We've been working on reducing the costs for our high volume email delivery service (http://elasticemail.com) which uses a lot of bandwidth and needs to scale. We found that by switching to OVH we could get much more bandwidth and much more hardware for a lot cheaper and they have great API's to automate a lot of the complexities you'd find in a complex infrastructure.
So kudos to OVH (http://ovh.ie) for saving us a lot of money.
I know Rackspace cloud files for their CDN (which is included in the price) use Akamai. Akamai don't seem to have any pricing around on the web, but they do seem to be expensive after some googling.
I'd try these things.
Tell Rackspace your plans and ask if they can work out some kind of a bulk deal.
Contact Akamai and tell them about your plans and see what they offer.
Google "cheapest content delivery network" and see what comes up.
I think a CDN is what you want, that'd give you the capacity that you need. I don't think it'd be possible to do that much from a simple VPS or cloud provider without a CDN behind it.
Basically, if you're serving a lot of static content, and you're doing it from cloud servers (vps's) it's gonna clog up your pipes at some point, even if you have a few servers, it'll eventually reach capacity, but with a CDN, all the content is pushed out to the nodes, so it basically goes on and on :)
From my experience, Akamai CDN is awesome. I've used it quite a bit (through RS cloud files) and in like 2 years only hit 2 issues, one was the end user's fault for using some far away dns servers, and the other was fixed in about 1.5 days, where a user was in Italy or somewhere and their content was coming out of some other country.

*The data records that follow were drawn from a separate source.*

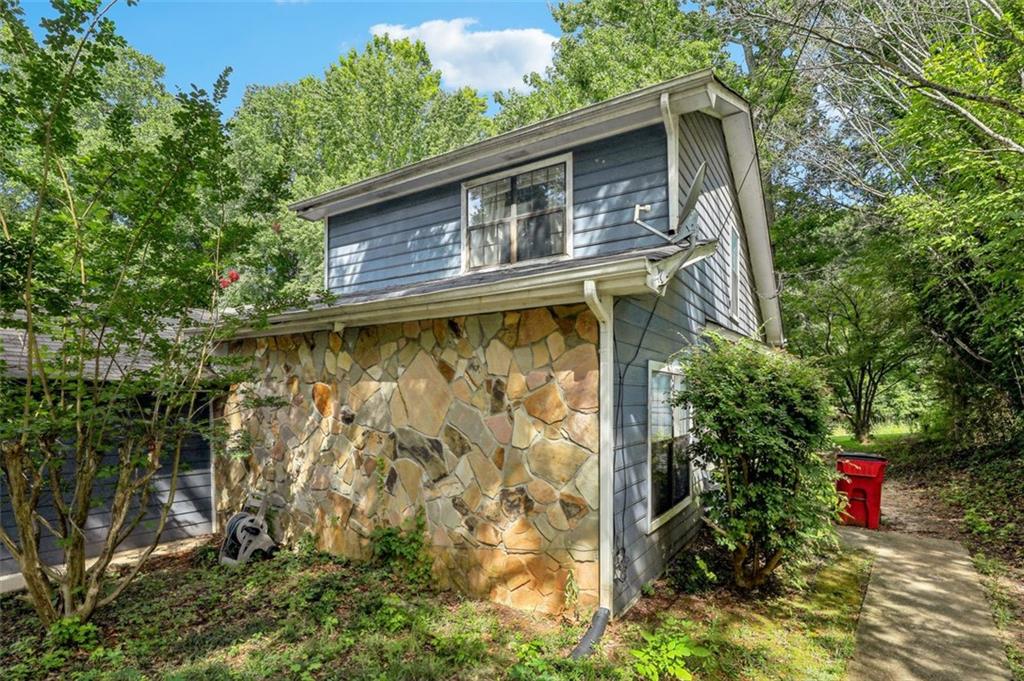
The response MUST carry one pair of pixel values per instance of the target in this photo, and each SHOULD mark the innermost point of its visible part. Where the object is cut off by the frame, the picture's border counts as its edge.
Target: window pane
(541, 189)
(541, 236)
(660, 409)
(670, 466)
(660, 483)
(489, 203)
(488, 245)
(734, 273)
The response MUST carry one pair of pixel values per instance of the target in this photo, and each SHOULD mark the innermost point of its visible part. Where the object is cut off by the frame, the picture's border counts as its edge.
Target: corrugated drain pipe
(586, 645)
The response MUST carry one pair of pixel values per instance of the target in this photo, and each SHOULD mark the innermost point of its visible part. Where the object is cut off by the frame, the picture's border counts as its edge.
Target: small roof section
(699, 91)
(14, 355)
(559, 283)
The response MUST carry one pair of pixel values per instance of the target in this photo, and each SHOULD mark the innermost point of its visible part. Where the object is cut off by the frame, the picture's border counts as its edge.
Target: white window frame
(652, 522)
(734, 259)
(525, 168)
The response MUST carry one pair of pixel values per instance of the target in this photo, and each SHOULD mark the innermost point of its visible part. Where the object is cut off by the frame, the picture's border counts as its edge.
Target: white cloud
(487, 60)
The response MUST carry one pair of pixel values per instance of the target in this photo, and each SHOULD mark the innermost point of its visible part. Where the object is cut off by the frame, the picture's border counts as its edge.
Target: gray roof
(13, 350)
(508, 273)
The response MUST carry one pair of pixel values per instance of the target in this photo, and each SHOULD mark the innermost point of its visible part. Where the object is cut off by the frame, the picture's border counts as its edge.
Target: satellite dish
(696, 186)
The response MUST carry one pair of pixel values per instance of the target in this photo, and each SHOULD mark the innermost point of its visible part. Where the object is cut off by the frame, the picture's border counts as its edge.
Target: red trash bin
(861, 482)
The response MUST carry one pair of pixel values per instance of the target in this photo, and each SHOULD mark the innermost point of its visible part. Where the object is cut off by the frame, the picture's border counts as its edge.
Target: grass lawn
(882, 440)
(984, 488)
(313, 616)
(804, 631)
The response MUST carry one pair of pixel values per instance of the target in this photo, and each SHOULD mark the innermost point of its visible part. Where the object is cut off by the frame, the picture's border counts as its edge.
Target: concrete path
(925, 614)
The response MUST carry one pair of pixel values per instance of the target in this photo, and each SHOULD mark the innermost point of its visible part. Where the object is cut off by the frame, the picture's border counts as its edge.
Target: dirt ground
(916, 510)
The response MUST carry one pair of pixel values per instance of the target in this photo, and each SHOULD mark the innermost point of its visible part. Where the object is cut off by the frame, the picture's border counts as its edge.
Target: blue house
(498, 357)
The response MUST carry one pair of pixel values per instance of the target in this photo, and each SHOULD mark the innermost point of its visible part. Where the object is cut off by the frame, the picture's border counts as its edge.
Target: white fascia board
(738, 131)
(626, 278)
(602, 305)
(696, 91)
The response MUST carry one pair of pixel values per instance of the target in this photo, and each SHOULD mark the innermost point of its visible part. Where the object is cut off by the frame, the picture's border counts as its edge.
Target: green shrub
(761, 422)
(70, 633)
(691, 573)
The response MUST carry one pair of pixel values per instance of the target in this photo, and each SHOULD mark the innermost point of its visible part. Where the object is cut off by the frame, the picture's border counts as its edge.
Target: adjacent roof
(14, 355)
(559, 283)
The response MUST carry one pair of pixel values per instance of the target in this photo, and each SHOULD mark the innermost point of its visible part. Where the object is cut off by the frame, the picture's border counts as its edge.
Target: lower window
(669, 438)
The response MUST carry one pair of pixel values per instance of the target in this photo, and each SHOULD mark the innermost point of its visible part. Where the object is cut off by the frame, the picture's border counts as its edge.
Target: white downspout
(671, 121)
(602, 307)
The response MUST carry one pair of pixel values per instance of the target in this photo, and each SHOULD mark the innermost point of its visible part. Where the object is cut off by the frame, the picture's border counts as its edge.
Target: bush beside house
(762, 423)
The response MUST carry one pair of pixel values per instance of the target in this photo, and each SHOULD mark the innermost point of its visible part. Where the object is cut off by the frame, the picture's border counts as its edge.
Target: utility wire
(620, 549)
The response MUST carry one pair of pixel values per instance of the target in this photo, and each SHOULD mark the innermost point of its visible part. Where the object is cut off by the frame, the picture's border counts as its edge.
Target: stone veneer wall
(488, 423)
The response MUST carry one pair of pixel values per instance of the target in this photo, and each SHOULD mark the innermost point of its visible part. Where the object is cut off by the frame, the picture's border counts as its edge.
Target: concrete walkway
(925, 614)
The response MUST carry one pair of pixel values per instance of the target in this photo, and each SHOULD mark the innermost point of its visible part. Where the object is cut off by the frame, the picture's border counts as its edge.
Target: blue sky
(276, 41)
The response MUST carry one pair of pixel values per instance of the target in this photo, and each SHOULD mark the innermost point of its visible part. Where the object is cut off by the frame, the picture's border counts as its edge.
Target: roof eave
(630, 277)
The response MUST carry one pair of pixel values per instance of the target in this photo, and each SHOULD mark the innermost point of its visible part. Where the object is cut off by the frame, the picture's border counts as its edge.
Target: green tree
(926, 131)
(110, 259)
(372, 112)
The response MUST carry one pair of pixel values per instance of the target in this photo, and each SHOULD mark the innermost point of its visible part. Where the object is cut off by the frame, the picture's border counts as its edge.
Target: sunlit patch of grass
(295, 616)
(803, 633)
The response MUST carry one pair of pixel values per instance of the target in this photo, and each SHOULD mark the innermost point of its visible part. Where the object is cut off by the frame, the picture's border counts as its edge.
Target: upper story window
(669, 439)
(518, 215)
(734, 263)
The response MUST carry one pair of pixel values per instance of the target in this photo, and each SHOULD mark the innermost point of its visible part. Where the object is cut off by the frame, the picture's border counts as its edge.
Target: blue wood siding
(418, 238)
(190, 514)
(652, 329)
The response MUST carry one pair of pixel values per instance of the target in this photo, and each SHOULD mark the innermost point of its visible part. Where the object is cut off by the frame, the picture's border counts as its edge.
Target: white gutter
(602, 306)
(696, 91)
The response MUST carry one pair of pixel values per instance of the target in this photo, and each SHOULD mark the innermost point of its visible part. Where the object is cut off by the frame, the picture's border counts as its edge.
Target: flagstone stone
(498, 357)
(483, 421)
(426, 394)
(584, 429)
(546, 405)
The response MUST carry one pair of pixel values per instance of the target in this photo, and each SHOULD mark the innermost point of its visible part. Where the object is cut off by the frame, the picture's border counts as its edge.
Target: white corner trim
(739, 143)
(327, 253)
(671, 120)
(602, 307)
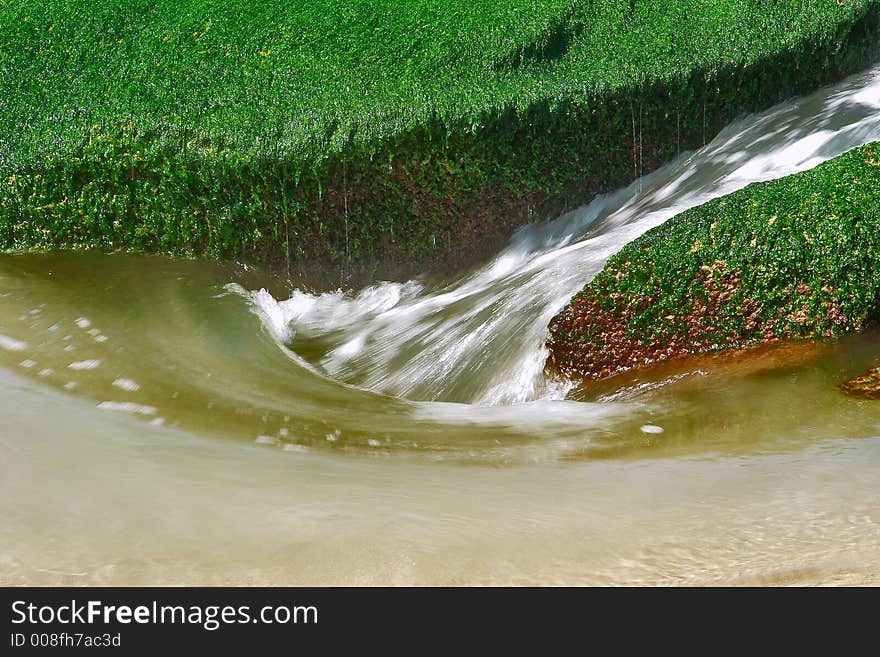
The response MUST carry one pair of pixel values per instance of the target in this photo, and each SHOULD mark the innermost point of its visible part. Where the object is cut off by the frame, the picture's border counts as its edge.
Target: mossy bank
(348, 141)
(792, 259)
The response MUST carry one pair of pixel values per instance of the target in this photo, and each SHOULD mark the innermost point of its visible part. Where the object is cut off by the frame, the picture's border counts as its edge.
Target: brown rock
(865, 386)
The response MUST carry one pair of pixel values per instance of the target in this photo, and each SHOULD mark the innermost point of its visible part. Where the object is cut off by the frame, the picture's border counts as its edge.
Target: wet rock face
(789, 260)
(865, 386)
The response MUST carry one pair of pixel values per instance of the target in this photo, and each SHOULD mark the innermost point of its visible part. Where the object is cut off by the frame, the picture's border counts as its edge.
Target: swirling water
(169, 421)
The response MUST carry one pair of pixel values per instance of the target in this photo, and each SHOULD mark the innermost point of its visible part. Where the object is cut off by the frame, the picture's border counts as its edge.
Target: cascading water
(478, 340)
(169, 421)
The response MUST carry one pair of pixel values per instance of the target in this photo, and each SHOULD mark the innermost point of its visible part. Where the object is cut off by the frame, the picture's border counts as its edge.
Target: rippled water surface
(184, 422)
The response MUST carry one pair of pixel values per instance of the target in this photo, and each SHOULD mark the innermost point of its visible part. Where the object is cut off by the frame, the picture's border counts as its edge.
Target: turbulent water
(185, 422)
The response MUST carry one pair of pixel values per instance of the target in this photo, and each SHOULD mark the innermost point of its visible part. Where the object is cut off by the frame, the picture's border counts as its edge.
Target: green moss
(795, 258)
(372, 132)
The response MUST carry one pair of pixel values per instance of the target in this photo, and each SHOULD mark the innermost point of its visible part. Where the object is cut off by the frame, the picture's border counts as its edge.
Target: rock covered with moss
(792, 259)
(373, 139)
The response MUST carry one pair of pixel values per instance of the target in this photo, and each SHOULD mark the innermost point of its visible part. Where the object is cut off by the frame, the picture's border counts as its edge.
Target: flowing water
(178, 422)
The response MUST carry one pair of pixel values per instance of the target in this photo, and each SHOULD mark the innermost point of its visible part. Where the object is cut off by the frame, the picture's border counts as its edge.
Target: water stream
(179, 422)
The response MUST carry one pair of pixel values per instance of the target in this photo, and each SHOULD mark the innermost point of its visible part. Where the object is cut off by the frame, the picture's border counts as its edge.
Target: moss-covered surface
(791, 259)
(864, 386)
(300, 136)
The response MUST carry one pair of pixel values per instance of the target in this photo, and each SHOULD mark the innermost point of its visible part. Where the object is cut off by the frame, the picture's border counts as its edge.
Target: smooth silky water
(179, 422)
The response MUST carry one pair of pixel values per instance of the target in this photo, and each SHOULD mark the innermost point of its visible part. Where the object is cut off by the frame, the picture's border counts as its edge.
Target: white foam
(11, 344)
(84, 365)
(651, 428)
(127, 384)
(128, 407)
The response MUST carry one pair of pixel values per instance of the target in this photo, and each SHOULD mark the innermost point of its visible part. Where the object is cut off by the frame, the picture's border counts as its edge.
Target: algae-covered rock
(791, 259)
(865, 386)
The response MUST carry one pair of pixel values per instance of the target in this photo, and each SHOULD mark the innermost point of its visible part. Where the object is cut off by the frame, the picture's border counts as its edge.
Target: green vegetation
(352, 132)
(795, 258)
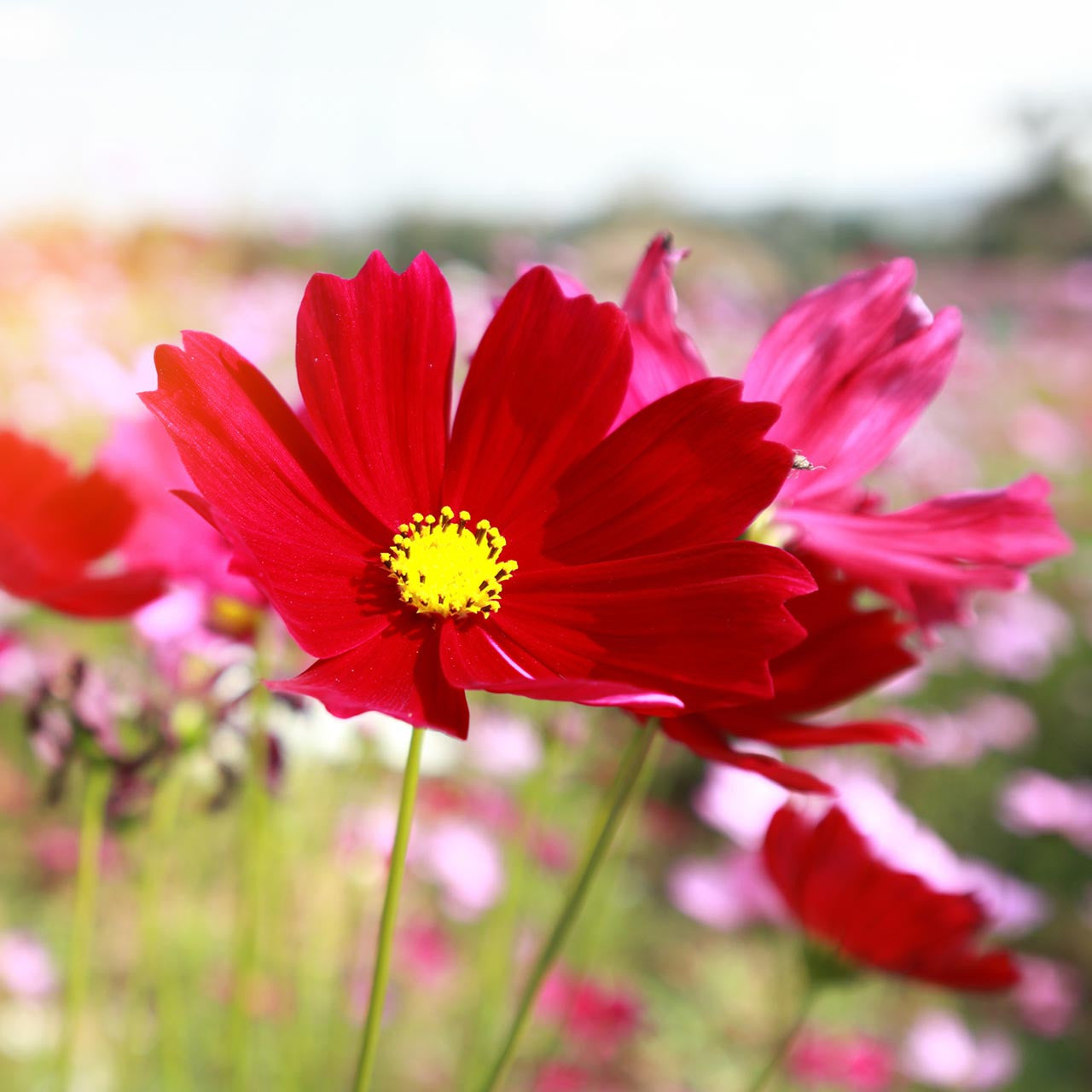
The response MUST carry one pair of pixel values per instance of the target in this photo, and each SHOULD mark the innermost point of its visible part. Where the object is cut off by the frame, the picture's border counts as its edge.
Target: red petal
(311, 545)
(53, 523)
(480, 656)
(935, 553)
(714, 748)
(842, 893)
(853, 365)
(664, 357)
(543, 389)
(374, 356)
(698, 624)
(688, 470)
(396, 671)
(105, 596)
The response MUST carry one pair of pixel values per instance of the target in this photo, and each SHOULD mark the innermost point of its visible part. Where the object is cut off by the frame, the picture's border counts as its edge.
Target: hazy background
(340, 113)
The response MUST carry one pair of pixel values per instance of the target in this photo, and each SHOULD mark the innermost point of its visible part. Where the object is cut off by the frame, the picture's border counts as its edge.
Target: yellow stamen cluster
(444, 566)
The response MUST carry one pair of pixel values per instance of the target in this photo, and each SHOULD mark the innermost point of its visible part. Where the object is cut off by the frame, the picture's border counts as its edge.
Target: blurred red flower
(526, 553)
(55, 525)
(843, 894)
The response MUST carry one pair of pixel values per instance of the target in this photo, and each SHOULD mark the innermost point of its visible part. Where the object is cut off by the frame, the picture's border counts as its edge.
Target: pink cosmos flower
(167, 533)
(741, 805)
(940, 1052)
(601, 1018)
(1034, 803)
(1019, 636)
(725, 892)
(26, 967)
(1048, 996)
(993, 722)
(853, 366)
(855, 1063)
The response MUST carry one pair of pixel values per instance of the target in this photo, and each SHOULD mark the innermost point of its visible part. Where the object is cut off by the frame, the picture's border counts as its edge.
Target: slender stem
(784, 1043)
(619, 795)
(381, 972)
(92, 823)
(253, 851)
(159, 954)
(498, 938)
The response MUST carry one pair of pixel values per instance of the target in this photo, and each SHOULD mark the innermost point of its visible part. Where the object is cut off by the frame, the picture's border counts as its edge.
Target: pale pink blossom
(1037, 803)
(1048, 996)
(942, 1052)
(26, 967)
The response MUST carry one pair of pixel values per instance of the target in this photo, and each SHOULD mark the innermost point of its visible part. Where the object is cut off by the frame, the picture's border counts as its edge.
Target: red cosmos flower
(847, 651)
(853, 366)
(843, 894)
(55, 526)
(526, 552)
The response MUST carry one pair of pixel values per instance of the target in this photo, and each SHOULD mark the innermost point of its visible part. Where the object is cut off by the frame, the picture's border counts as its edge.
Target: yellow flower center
(444, 566)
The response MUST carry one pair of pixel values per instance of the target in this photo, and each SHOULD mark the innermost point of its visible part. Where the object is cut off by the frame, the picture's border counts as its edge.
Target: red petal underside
(479, 656)
(105, 596)
(846, 652)
(374, 357)
(664, 357)
(397, 671)
(853, 365)
(53, 523)
(713, 747)
(937, 552)
(308, 542)
(66, 519)
(842, 893)
(543, 389)
(697, 624)
(689, 470)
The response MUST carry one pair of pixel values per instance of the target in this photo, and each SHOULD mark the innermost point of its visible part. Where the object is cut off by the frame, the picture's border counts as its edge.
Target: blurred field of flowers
(682, 975)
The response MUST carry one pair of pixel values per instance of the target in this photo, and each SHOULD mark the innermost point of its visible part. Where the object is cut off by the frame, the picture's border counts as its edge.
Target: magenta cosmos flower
(853, 366)
(521, 550)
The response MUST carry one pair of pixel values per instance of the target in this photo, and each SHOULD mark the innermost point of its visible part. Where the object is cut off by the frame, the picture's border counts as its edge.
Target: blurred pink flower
(724, 892)
(425, 952)
(465, 862)
(993, 722)
(939, 1051)
(26, 967)
(1036, 803)
(167, 533)
(601, 1019)
(564, 1077)
(733, 804)
(1048, 996)
(1049, 439)
(855, 1063)
(57, 851)
(1019, 636)
(502, 745)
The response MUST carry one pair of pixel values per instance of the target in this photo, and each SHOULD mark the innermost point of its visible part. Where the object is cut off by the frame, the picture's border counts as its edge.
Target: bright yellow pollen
(444, 566)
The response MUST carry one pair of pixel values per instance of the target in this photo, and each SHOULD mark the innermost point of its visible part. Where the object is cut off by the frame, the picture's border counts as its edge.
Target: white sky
(330, 112)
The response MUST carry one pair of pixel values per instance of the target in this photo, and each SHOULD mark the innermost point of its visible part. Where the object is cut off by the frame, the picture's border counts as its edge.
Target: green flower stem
(619, 799)
(92, 825)
(252, 866)
(381, 972)
(498, 938)
(159, 952)
(784, 1043)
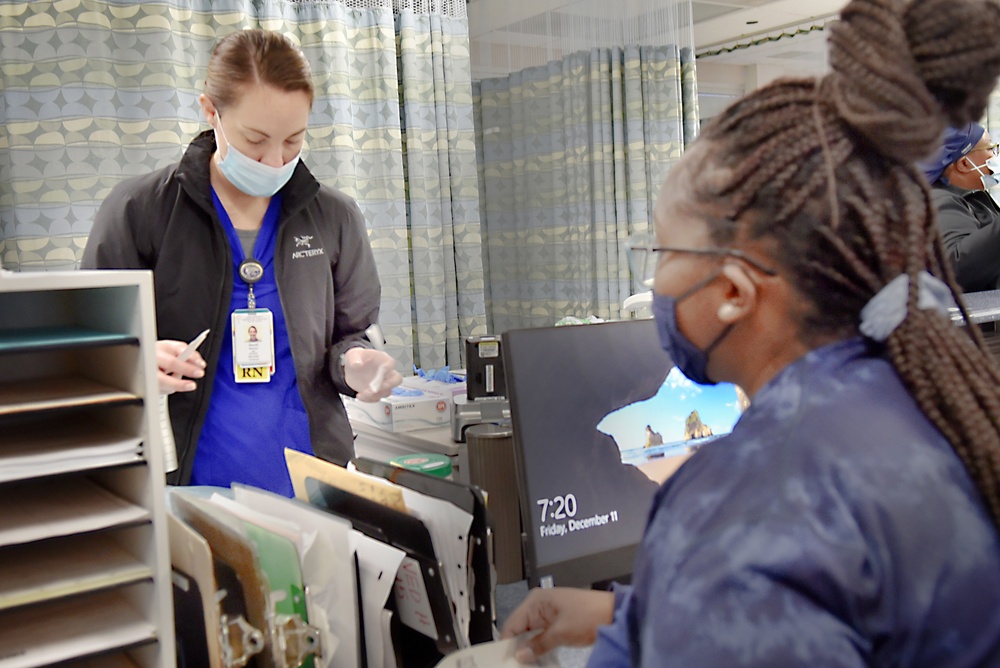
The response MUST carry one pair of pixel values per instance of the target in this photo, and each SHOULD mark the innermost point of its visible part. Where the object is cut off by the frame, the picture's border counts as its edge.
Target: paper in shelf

Akamai uses the geo IP database lookup of the DNS server that requests the url to give you the IP of a host nearby. This works great for most people as they'll use their ISPs DNS servers for doing lookup.
On the plus side, most users get ping times much smaller than if they downloaded it from America, for example in Gold Coast, my ping time to akamai is about 20-50 msecs, to USA it's 250-400 msecs.
Update: After doing some googling myself, this looked promising: http://24ways.org/2008/using-google-app-engine-as-your-own-cdn - they're saying to use google app engine as a CDN. On the plus side, last time I checked you could do that for free, but on the downside, I wouldn't base a business by planning that that would stay free; going by google's history of releasing free things, then later charging for them or dropping them.